Spannender Rundgang …

Das Foto zeigt das Haus Seewald an der Uferstraße 11 (1927 nach Plänen von Theodor Merrill erbaut) Foto: Dieter Maretzky

… zu den historischen Rodenkirchener Villen am Rhein und im Auenviertel

Die Bürgervereinigung Rodenkirchen hatte am 10. und am 11. September 2016 zum Tag des offenen Denkmals eingeladen zu einem Rundgang zu den Villen. Traditionell beteiligt sich die Bürgervereinigung an diesem Programm seit einigen Jahren. Diesmal gab es zwei Führungen zu den Villen Rodenkirchens von der Straße im Park bis zum Auenweg. Als Guide konnten wir die renommierte Stadtführerin und Kunsthistorikerin Angelika Lehndorff-Felsko gewinnen.

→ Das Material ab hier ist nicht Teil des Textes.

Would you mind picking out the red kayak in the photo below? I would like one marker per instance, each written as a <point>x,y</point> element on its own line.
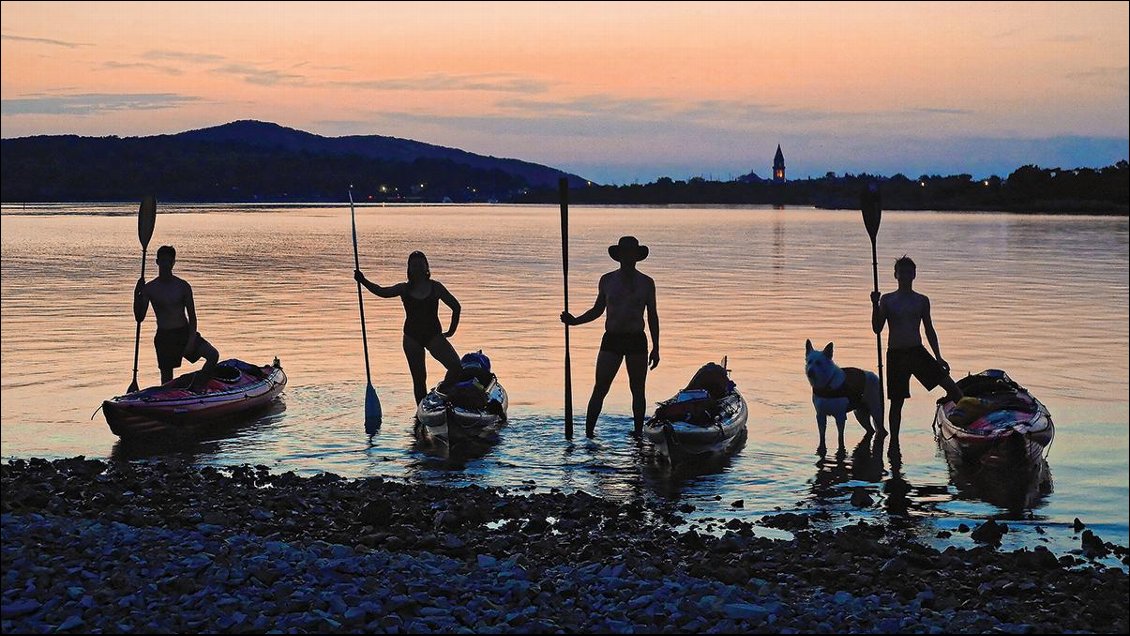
<point>234,389</point>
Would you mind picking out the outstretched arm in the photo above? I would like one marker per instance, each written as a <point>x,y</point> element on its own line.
<point>451,302</point>
<point>140,301</point>
<point>190,307</point>
<point>382,292</point>
<point>592,314</point>
<point>653,327</point>
<point>878,313</point>
<point>931,336</point>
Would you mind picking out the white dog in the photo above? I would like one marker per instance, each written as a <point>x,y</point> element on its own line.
<point>836,391</point>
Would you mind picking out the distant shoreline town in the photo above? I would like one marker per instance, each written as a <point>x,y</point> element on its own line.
<point>260,162</point>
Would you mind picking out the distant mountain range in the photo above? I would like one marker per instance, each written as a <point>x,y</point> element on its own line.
<point>253,160</point>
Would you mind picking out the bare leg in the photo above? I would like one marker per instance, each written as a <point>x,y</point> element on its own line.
<point>607,365</point>
<point>442,350</point>
<point>896,417</point>
<point>415,355</point>
<point>637,379</point>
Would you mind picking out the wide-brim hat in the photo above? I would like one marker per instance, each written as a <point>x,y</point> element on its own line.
<point>627,244</point>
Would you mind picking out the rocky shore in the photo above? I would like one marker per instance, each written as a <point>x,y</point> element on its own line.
<point>94,547</point>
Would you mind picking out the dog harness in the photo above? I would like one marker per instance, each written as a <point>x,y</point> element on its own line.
<point>852,388</point>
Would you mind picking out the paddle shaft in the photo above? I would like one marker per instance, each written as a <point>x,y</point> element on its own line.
<point>563,189</point>
<point>361,298</point>
<point>878,337</point>
<point>137,337</point>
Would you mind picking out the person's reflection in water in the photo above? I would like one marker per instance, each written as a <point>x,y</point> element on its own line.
<point>867,459</point>
<point>896,488</point>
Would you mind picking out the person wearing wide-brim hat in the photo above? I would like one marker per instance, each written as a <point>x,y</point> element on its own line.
<point>626,293</point>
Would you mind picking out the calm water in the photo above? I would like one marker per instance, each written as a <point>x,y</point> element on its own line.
<point>1044,298</point>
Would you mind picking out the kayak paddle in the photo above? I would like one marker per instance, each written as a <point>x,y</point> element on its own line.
<point>372,402</point>
<point>147,219</point>
<point>872,211</point>
<point>563,189</point>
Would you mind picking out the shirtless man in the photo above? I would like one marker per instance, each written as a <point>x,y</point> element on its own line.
<point>176,319</point>
<point>904,311</point>
<point>625,293</point>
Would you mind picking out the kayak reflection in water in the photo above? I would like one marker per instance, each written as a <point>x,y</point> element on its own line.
<point>176,336</point>
<point>420,296</point>
<point>626,294</point>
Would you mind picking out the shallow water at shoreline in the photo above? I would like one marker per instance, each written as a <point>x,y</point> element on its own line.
<point>750,284</point>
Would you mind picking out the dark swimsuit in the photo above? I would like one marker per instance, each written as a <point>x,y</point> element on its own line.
<point>624,343</point>
<point>422,316</point>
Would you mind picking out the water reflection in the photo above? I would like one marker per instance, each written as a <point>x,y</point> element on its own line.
<point>670,480</point>
<point>1017,489</point>
<point>199,442</point>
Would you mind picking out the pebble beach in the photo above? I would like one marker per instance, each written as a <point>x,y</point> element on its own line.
<point>159,547</point>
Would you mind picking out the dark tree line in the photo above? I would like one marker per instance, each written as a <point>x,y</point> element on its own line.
<point>61,168</point>
<point>192,168</point>
<point>1027,189</point>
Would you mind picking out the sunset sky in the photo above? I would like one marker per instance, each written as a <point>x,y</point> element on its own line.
<point>617,93</point>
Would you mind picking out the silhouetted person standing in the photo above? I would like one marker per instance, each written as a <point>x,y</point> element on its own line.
<point>905,312</point>
<point>176,336</point>
<point>626,294</point>
<point>420,296</point>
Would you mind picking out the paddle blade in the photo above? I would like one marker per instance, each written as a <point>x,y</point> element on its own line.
<point>372,410</point>
<point>147,219</point>
<point>871,205</point>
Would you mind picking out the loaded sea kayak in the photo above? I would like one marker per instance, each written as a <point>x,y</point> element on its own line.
<point>471,408</point>
<point>997,421</point>
<point>709,416</point>
<point>234,389</point>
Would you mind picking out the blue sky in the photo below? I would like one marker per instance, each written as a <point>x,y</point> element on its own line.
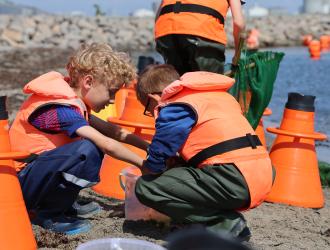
<point>123,7</point>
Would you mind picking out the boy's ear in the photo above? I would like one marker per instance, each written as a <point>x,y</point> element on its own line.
<point>155,97</point>
<point>87,81</point>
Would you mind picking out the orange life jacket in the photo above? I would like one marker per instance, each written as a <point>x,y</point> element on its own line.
<point>204,18</point>
<point>219,119</point>
<point>50,88</point>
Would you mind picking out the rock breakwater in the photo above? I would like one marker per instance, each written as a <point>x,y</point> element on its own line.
<point>131,33</point>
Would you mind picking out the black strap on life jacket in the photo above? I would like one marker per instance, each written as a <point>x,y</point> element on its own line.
<point>225,146</point>
<point>194,8</point>
<point>28,159</point>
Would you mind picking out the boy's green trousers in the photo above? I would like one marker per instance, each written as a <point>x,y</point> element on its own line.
<point>208,196</point>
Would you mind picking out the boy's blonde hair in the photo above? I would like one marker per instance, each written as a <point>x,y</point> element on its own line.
<point>104,64</point>
<point>154,79</point>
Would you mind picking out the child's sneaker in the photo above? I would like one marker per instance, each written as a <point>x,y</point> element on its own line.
<point>62,224</point>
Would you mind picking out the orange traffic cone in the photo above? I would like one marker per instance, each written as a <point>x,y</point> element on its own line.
<point>307,39</point>
<point>293,155</point>
<point>15,227</point>
<point>132,119</point>
<point>260,128</point>
<point>315,49</point>
<point>324,42</point>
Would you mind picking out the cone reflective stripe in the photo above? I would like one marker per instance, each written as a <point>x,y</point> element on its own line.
<point>315,49</point>
<point>15,227</point>
<point>324,42</point>
<point>260,132</point>
<point>132,119</point>
<point>294,157</point>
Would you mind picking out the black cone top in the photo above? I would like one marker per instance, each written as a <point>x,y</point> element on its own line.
<point>301,102</point>
<point>3,109</point>
<point>143,62</point>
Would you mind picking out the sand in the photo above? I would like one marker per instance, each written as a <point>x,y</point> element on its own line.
<point>273,226</point>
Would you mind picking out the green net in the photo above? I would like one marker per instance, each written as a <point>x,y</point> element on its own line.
<point>254,80</point>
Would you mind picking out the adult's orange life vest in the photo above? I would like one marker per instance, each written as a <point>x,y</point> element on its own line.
<point>204,18</point>
<point>50,88</point>
<point>220,119</point>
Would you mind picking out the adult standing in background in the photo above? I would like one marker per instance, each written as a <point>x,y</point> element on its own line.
<point>190,34</point>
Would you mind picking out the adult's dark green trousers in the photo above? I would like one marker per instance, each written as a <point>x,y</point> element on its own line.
<point>189,53</point>
<point>208,196</point>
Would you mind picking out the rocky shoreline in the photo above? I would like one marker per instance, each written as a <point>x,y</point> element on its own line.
<point>132,33</point>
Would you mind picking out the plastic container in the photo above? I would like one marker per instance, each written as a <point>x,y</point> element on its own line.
<point>119,244</point>
<point>134,210</point>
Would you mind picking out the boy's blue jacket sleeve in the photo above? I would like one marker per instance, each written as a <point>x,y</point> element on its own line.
<point>173,126</point>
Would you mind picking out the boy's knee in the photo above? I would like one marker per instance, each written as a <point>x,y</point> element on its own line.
<point>89,148</point>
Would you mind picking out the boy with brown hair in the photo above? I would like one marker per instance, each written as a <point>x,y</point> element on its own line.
<point>224,167</point>
<point>66,142</point>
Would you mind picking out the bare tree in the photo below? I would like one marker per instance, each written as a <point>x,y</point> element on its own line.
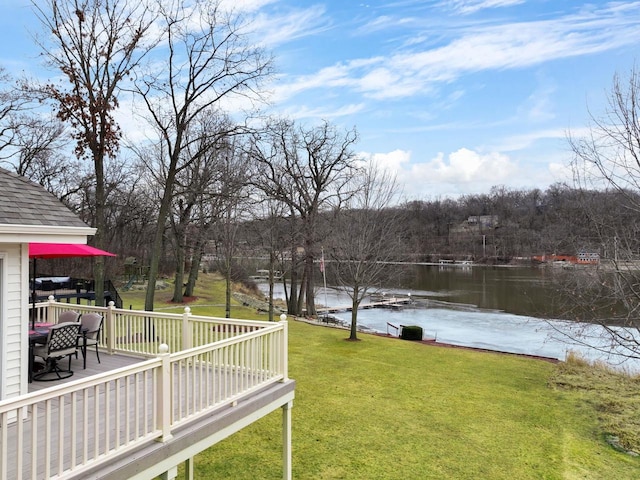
<point>309,170</point>
<point>608,159</point>
<point>207,59</point>
<point>95,44</point>
<point>365,238</point>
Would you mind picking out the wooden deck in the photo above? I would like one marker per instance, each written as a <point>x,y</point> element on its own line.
<point>152,405</point>
<point>107,363</point>
<point>153,457</point>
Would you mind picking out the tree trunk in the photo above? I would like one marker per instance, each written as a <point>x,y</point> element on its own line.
<point>179,277</point>
<point>194,270</point>
<point>355,303</point>
<point>101,226</point>
<point>159,236</point>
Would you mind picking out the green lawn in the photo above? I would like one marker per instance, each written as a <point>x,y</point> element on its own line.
<point>385,408</point>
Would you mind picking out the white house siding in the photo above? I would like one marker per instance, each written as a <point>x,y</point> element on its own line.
<point>14,317</point>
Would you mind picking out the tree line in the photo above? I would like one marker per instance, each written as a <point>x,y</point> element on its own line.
<point>200,168</point>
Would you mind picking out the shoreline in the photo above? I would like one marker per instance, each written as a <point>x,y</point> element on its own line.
<point>429,341</point>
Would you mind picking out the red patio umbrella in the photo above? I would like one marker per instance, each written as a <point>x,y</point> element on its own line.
<point>60,250</point>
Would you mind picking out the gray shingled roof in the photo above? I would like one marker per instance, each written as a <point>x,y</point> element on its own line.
<point>23,202</point>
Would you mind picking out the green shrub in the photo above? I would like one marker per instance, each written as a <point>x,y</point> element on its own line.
<point>411,332</point>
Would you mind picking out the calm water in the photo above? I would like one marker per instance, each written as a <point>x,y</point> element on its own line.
<point>497,308</point>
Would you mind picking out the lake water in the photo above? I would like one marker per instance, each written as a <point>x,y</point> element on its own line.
<point>495,308</point>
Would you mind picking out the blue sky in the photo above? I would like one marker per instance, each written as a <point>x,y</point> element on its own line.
<point>453,96</point>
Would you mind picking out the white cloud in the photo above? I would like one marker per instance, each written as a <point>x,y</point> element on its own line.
<point>472,6</point>
<point>464,170</point>
<point>276,29</point>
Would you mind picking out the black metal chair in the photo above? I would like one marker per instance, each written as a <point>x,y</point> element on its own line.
<point>62,341</point>
<point>90,335</point>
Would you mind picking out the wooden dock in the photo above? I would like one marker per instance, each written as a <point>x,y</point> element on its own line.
<point>392,302</point>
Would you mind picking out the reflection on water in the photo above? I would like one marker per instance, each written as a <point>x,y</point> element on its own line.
<point>491,308</point>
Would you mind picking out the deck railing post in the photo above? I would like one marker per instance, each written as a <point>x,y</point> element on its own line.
<point>284,347</point>
<point>187,337</point>
<point>163,394</point>
<point>51,300</point>
<point>110,327</point>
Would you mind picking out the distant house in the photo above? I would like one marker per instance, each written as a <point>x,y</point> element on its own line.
<point>589,258</point>
<point>28,213</point>
<point>483,221</point>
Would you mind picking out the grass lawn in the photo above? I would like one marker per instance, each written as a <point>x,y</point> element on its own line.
<point>385,408</point>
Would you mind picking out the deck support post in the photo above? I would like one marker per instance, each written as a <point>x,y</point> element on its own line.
<point>189,467</point>
<point>286,441</point>
<point>170,474</point>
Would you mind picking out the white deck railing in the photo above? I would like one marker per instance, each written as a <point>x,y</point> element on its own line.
<point>214,363</point>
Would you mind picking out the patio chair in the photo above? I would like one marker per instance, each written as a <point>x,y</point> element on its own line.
<point>68,316</point>
<point>62,341</point>
<point>90,334</point>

Die beiden Führungen waren im Nu ausgebucht, und so wird es eine weitere Führung am 23.10. (ausgebucht) und im Kultur.Frühling@Rodenkirchen im Mai 2017 geben.

Frau Lehndorff-Felsko erläuterte, warum der Villenbau in Rodenkirchen sich so besonders entwickelte. Voraussetzungen dafür waren eine gute Verkehrsanbindung (1905 Rheinuferbahn), ausgebaute Straßen (Rheinuferstraße), und dazu kam auch die Sehnsucht der Menschen nach frischer Luft und draussen sein zu können. Nach der Entwicklung Marienburgs zur englischen Gartenstadt setzte die Bebauung Rodenkirchens ein. Vertreten waren unterschiedliche Architekturschulen. Baubeginn war das Jahr 1910 und die Bauhäuser in der Straße „Im Park“ wurden 1929 und 1930 gebaut. Diese Häuser fanden internationale Resonanz. Sie wurden nach den fünf Prinzipien von Corbusier gebaut. Das Dritte Reich bedeutete auch das Aus für den Bauhausstil, er galt als „undeutsch“. Denn es hieß: „Ein deutsches Haus hat ein Spitzdach.“ Ein Haus ohne Dach gleiche einem Menschen ohne Kopf, war damals die Meinung, so Lehndorff-Felsko.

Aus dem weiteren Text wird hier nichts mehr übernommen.